Die Inszenierung von Jan Bosse ist meilenweit davon entfernt. Sie entkleidet
den Stoff weitgehend seines konkret-geschichtlichen Inhalts und enthebt ihn
ins Unverbindliche, "Allgemeinmenschliche". Im Programmheft erfährt man/frau
auf 2 Seiten mehr über 1789 und danach als in dem zweistündigen
Theaterabend.

Aus dem einen Satz Büchners "Die Welt ist Chaos" wird ein eindimensionales
Strukturprinzip. Überall liegen Kleidungsstücke herum, Danton läüft wie ein
Blöder (gut existenzialistisch: "Geworfener") um das Bühnenbild herum,
man/frau glaubt, er hielte sich fast nur in Bordellen auf.

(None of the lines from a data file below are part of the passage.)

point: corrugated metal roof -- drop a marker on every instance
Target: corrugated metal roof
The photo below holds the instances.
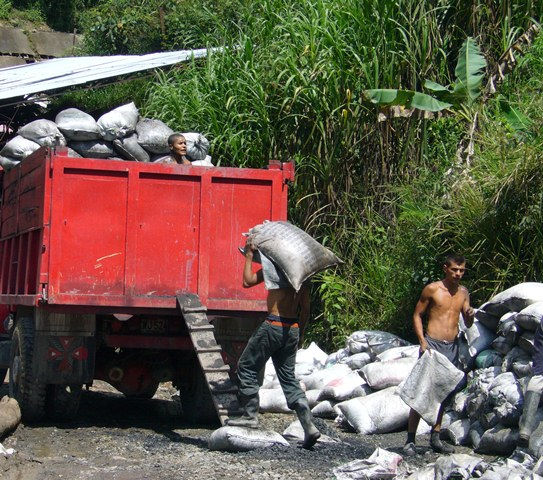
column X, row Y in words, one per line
column 47, row 75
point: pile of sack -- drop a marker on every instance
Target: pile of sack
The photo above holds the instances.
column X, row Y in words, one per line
column 359, row 384
column 499, row 347
column 120, row 134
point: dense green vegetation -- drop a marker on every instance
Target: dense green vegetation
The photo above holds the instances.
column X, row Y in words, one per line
column 386, row 193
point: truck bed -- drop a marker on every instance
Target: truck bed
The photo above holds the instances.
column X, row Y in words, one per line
column 124, row 235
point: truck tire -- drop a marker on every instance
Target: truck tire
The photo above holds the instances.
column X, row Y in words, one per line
column 196, row 400
column 62, row 401
column 23, row 386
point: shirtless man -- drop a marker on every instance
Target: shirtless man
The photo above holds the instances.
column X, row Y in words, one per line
column 442, row 301
column 277, row 337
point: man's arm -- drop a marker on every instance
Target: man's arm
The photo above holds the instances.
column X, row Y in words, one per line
column 420, row 308
column 304, row 311
column 250, row 278
column 467, row 311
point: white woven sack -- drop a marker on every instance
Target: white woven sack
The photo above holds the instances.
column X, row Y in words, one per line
column 321, row 378
column 153, row 135
column 94, row 148
column 516, row 298
column 273, row 401
column 119, row 122
column 8, row 163
column 381, row 412
column 44, row 132
column 295, row 252
column 431, row 380
column 381, row 375
column 344, row 388
column 18, row 148
column 129, row 148
column 239, row 439
column 77, row 125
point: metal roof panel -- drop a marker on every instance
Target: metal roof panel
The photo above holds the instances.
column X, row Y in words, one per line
column 57, row 73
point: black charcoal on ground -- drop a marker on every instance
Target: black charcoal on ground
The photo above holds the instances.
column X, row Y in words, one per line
column 8, row 163
column 498, row 440
column 489, row 358
column 478, row 337
column 457, row 432
column 487, row 319
column 77, row 125
column 530, row 317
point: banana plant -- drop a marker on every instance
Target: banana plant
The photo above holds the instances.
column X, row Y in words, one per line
column 462, row 92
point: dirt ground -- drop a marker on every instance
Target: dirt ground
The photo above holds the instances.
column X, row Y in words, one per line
column 124, row 439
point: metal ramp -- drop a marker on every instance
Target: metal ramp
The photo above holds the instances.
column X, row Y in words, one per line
column 216, row 372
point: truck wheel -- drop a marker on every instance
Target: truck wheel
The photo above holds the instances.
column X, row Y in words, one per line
column 62, row 401
column 196, row 400
column 23, row 386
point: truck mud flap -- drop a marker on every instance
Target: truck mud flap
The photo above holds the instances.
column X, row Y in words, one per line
column 64, row 359
column 216, row 372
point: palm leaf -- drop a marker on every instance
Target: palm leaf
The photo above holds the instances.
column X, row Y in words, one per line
column 469, row 71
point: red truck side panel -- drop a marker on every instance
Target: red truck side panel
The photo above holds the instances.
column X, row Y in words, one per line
column 88, row 232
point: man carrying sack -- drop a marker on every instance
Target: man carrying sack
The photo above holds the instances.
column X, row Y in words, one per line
column 442, row 301
column 288, row 311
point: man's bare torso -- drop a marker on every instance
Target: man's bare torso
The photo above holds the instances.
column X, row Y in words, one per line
column 443, row 310
column 284, row 302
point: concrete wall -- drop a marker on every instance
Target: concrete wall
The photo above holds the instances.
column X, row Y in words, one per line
column 18, row 46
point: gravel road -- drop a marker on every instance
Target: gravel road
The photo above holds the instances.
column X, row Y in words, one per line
column 116, row 438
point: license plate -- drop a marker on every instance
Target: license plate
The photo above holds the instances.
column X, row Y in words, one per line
column 153, row 325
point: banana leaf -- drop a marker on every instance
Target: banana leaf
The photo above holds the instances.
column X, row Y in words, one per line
column 469, row 71
column 406, row 98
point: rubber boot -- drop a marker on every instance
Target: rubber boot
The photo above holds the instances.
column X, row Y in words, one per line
column 249, row 418
column 311, row 434
column 528, row 420
column 439, row 446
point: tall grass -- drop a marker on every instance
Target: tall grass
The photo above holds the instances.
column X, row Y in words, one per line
column 290, row 86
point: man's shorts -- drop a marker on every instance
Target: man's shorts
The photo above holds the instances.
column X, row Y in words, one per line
column 449, row 349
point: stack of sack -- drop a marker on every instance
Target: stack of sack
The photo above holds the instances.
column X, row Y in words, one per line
column 120, row 134
column 359, row 384
column 499, row 348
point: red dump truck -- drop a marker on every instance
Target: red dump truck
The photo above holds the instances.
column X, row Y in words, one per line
column 129, row 273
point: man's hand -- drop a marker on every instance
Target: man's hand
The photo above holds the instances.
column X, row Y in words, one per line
column 249, row 249
column 423, row 346
column 469, row 315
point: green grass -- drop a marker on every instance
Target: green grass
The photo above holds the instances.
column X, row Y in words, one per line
column 289, row 86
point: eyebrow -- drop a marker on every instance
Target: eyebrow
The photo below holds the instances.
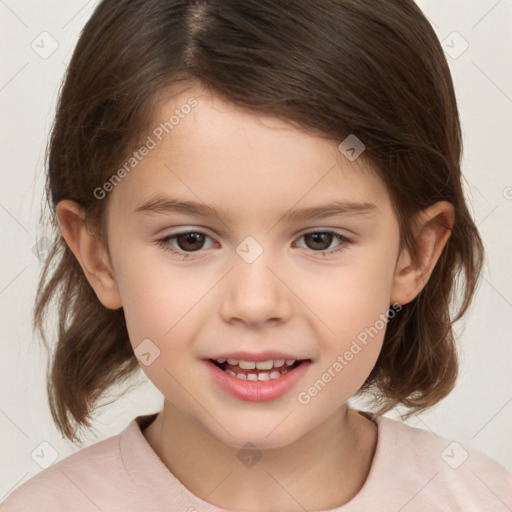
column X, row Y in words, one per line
column 162, row 205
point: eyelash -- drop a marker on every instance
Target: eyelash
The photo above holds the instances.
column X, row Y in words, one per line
column 164, row 242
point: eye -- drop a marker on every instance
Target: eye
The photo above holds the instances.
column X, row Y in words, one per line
column 188, row 241
column 193, row 241
column 320, row 241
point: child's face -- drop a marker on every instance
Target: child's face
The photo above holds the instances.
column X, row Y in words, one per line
column 225, row 296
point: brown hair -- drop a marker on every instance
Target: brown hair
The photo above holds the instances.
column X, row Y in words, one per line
column 372, row 68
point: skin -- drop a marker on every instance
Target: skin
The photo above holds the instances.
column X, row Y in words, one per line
column 291, row 298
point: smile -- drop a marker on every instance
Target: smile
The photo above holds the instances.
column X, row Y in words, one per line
column 256, row 370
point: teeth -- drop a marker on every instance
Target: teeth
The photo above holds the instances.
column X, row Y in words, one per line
column 259, row 376
column 264, row 365
column 260, row 365
column 248, row 365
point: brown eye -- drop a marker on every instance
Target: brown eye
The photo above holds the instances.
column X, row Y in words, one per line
column 318, row 241
column 190, row 241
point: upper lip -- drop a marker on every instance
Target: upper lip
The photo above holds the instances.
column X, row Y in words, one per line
column 266, row 355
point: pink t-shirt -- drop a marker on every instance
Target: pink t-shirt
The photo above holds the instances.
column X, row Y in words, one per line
column 412, row 471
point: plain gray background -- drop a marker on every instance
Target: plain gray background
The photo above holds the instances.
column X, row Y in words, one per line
column 477, row 38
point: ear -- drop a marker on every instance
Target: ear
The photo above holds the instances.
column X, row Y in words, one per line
column 90, row 253
column 433, row 228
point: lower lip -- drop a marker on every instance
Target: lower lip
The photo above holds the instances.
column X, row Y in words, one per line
column 256, row 390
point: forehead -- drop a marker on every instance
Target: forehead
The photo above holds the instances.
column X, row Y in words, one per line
column 206, row 149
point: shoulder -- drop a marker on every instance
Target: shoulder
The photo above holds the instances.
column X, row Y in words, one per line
column 80, row 482
column 440, row 473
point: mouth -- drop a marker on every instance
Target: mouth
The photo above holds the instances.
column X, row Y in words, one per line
column 258, row 370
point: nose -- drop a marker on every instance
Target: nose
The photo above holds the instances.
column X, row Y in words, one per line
column 254, row 293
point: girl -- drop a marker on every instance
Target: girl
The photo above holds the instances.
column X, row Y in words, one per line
column 204, row 152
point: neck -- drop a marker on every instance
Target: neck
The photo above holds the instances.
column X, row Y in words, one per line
column 323, row 469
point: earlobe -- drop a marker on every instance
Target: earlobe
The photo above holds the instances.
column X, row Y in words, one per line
column 90, row 253
column 432, row 232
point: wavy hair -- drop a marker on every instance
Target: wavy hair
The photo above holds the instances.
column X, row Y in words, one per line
column 373, row 68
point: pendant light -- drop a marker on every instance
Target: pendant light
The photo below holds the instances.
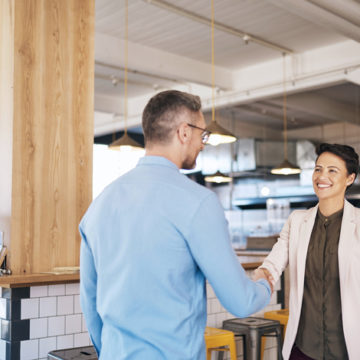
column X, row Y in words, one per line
column 218, row 178
column 286, row 167
column 218, row 135
column 125, row 142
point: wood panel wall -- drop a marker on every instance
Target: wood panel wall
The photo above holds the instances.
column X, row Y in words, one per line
column 52, row 131
column 6, row 113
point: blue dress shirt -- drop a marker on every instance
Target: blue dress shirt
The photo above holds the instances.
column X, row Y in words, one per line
column 149, row 240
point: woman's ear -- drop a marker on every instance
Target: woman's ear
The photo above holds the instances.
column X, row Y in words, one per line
column 350, row 179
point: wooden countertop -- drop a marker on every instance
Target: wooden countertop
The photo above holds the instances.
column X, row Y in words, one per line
column 14, row 281
column 248, row 260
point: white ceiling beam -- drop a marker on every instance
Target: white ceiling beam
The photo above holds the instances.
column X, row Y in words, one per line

Der Hauptdarsteller Joachim Meyerhoff, den ich großartig im "Faust" als
Mephistopheles erlebte, kann bei diesem verqueren Regie-Konzept seine
hervorragenenden Qualitäten kaum entfalten. Als Nur-"Müder" wird er
stattdesssen mit Äußerlichkeiten ausgestattet: mit einem Schlafrock, mit
Erde -- weil es doch dem Grab entgegengeht...

Zuletzt ein ganz wichtiger Indikator -- weil ja gerade kritisches Theater
(im Sinnne von Brecht) auch UNTERHALTEN soll. Im Burgttheater wird bei
dieser Produktion -- "Dantons Tod" hat eine Fülle von ironischen,
sarkastischen Seiten! -- kein einziges Mal gelacht.